Au début, j'étais vraiment pas proche de ma belle-famille. Le bonhomme était hyper contrôlant, anxieux, conformiste, alors que moi j'étais bohème, nonchalant, anticonformiste. On est encore issus de deux cultures vraiment différentes. Mais on a fini par se comprendre et se rapprocher, d'une certaine manière. Je pense qu'il n'a jamais dit "je t'aime" à sa fille, en près de 40 ans. Sa façon bien à lui de le dire, j'ai compris ça, c'est, entre autre, de passer la souffleuse. De préférence, dans les pires conditions, à -37°C , après une bordée de 25-30 cm, dans la grosse rafale, des affaires de même.
Faut comprendre que le gars s'est retrouvé veuf à 23 ans, avec un bébé de 15 mois dans les bras, une petite fille orpheline de mère, les deux complètement désemparé(e)s. Il n'a pas été toujours exemplaire et je pense qu'il se sent souvent coupable, parfois à raison. Disons qu'il est un meilleur grand-père qu'il a été père. J'essaie d'aider ma blonde à faire la paix avec tout ça. Mais bref, la souffleuse a la place centrale dans la remise, face à la porte, prête à être utilisée.

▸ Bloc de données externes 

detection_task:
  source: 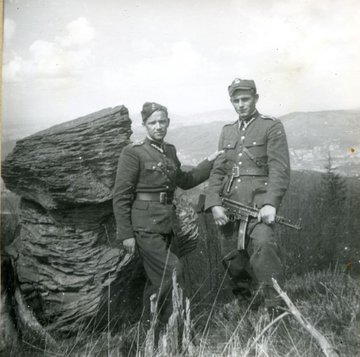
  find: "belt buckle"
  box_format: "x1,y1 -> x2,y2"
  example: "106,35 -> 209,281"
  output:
231,165 -> 240,177
160,192 -> 167,205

Et ces derniers temps, on peut voir le grand-père en train de faire essayer la souffleuse aux gars, leur expliquer comment ça marche, comment en prendre soin, activer le choke, tirer la clutch, manoeuvrer la trompe, etc. Dans ma tête, je me dis que c'est bien des détours pour leur dire un message bien simple et bien beau, qui part du fond du coeur.
EDIT: En passant, merci à Charlemagne pour avoir aménagé dans le forum, un petit coin «racontages au bord du foyer».